Second patch cleans up predictors that do not use a value from predict.def,
but their value is derived from e.g. number of iterations of a loop.
These predictors have set probability to PROB_UNINITIALIZED and analyze_branch.py
does not compare statistics to values defined in predict.def.

The patch is no-op.

Martin

[-- Attachment #2: 0002-Introduce-PROB_UNINITIALIZED-constant-and-use-it-in-.patch --]
[-- Type: text/x-patch, Size: 4082 bytes --]

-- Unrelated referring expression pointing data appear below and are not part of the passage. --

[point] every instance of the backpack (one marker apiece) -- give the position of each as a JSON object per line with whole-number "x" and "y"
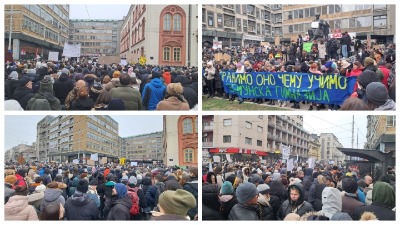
{"x": 135, "y": 209}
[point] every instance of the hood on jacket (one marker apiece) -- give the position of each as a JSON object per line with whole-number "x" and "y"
{"x": 331, "y": 201}
{"x": 300, "y": 190}
{"x": 16, "y": 204}
{"x": 51, "y": 195}
{"x": 383, "y": 195}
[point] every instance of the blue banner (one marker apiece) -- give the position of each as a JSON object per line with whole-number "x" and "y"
{"x": 327, "y": 89}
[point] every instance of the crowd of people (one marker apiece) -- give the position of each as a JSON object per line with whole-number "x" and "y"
{"x": 254, "y": 191}
{"x": 51, "y": 191}
{"x": 346, "y": 57}
{"x": 64, "y": 85}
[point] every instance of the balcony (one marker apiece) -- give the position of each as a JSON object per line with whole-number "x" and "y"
{"x": 208, "y": 128}
{"x": 208, "y": 144}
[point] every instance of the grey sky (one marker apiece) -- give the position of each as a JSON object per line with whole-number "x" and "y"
{"x": 110, "y": 12}
{"x": 22, "y": 129}
{"x": 340, "y": 125}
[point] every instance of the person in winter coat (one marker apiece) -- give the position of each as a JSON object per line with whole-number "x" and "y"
{"x": 188, "y": 93}
{"x": 383, "y": 203}
{"x": 247, "y": 207}
{"x": 46, "y": 176}
{"x": 211, "y": 205}
{"x": 79, "y": 206}
{"x": 267, "y": 211}
{"x": 121, "y": 205}
{"x": 45, "y": 93}
{"x": 23, "y": 93}
{"x": 350, "y": 200}
{"x": 173, "y": 99}
{"x": 153, "y": 92}
{"x": 227, "y": 199}
{"x": 17, "y": 208}
{"x": 378, "y": 98}
{"x": 129, "y": 95}
{"x": 52, "y": 195}
{"x": 62, "y": 86}
{"x": 9, "y": 182}
{"x": 174, "y": 205}
{"x": 315, "y": 194}
{"x": 295, "y": 203}
{"x": 331, "y": 203}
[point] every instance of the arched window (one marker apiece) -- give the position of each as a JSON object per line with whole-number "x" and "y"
{"x": 166, "y": 53}
{"x": 187, "y": 126}
{"x": 167, "y": 21}
{"x": 177, "y": 22}
{"x": 189, "y": 155}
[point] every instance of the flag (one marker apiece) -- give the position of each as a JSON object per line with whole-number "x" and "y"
{"x": 94, "y": 157}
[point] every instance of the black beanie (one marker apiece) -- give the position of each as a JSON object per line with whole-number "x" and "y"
{"x": 349, "y": 185}
{"x": 367, "y": 77}
{"x": 83, "y": 186}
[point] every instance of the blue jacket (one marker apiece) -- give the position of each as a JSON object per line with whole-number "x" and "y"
{"x": 153, "y": 93}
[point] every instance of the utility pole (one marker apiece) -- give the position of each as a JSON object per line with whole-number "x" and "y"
{"x": 9, "y": 37}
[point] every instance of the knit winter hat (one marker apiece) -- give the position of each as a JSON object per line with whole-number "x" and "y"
{"x": 65, "y": 70}
{"x": 121, "y": 190}
{"x": 263, "y": 189}
{"x": 40, "y": 188}
{"x": 13, "y": 75}
{"x": 226, "y": 188}
{"x": 46, "y": 85}
{"x": 176, "y": 202}
{"x": 367, "y": 77}
{"x": 10, "y": 179}
{"x": 376, "y": 93}
{"x": 116, "y": 74}
{"x": 83, "y": 186}
{"x": 174, "y": 89}
{"x": 368, "y": 61}
{"x": 349, "y": 185}
{"x": 245, "y": 192}
{"x": 23, "y": 81}
{"x": 132, "y": 180}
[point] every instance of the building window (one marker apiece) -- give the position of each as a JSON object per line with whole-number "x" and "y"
{"x": 187, "y": 126}
{"x": 391, "y": 121}
{"x": 248, "y": 125}
{"x": 219, "y": 21}
{"x": 210, "y": 19}
{"x": 177, "y": 22}
{"x": 226, "y": 139}
{"x": 227, "y": 122}
{"x": 167, "y": 22}
{"x": 189, "y": 153}
{"x": 166, "y": 53}
{"x": 247, "y": 141}
{"x": 259, "y": 129}
{"x": 380, "y": 21}
{"x": 177, "y": 54}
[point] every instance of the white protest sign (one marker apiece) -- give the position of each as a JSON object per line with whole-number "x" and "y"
{"x": 71, "y": 50}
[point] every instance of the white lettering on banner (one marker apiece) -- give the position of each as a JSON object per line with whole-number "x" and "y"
{"x": 252, "y": 37}
{"x": 71, "y": 50}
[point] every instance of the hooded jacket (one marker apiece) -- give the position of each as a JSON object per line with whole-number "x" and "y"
{"x": 300, "y": 206}
{"x": 383, "y": 202}
{"x": 17, "y": 208}
{"x": 331, "y": 202}
{"x": 80, "y": 207}
{"x": 153, "y": 93}
{"x": 52, "y": 196}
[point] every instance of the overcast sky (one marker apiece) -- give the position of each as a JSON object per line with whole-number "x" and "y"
{"x": 340, "y": 125}
{"x": 22, "y": 129}
{"x": 110, "y": 12}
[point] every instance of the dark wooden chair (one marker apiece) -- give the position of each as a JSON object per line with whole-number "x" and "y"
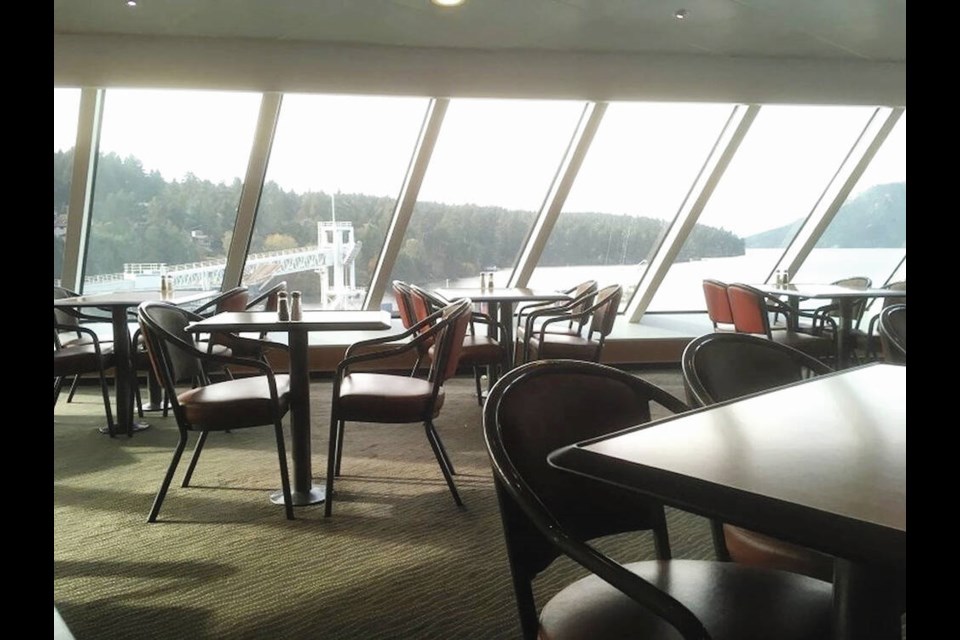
{"x": 548, "y": 513}
{"x": 893, "y": 333}
{"x": 593, "y": 324}
{"x": 482, "y": 350}
{"x": 77, "y": 351}
{"x": 723, "y": 366}
{"x": 203, "y": 406}
{"x": 582, "y": 297}
{"x": 361, "y": 393}
{"x": 751, "y": 310}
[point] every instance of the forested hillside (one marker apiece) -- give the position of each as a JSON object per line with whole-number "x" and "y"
{"x": 875, "y": 218}
{"x": 140, "y": 217}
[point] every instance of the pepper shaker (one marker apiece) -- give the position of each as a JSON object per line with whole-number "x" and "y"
{"x": 283, "y": 307}
{"x": 296, "y": 306}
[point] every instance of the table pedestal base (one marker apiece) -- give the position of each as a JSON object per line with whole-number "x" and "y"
{"x": 134, "y": 428}
{"x": 316, "y": 495}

From 6f6f2d88d3141b1e1604698abf857fffbb42330e Mon Sep 17 00:00:00 2001
From: marxin <mliska@suse.cz>
Date: Wed, 27 Dec 2017 14:49:20 +0100
Subject: [PATCH 2/5] Introduce PROB_UNINITIALIZED constant and use it in
 predict.def.

gcc/ChangeLog:

2017-12-28  Martin Liska  <mliska@suse.cz>

	* predict.c (predict_insn_def): Add new assert.
	(struct branch_predictor): Change type to signed integer.
	(test_prediction_value_range): Amend test to cover
	PROB_UNINITIALIZED.
	* predict.def (PRED_LOOP_ITERATIONS): Use the new constant.
	(PRED_LOOP_ITERATIONS_GUESSED): Likewise.
	(PRED_LOOP_ITERATIONS_MAX): Likewise.
	(PRED_LOOP_IV_COMPARE): Likewise.
	* predict.h (PROB_UNINITIALIZED): Define new constant.
---
 gcc/predict.c   | 6 +++++-
 gcc/predict.def | 8 ++++----
 gcc/predict.h   | 1 +
 3 files changed, 10 insertions(+), 5 deletions(-)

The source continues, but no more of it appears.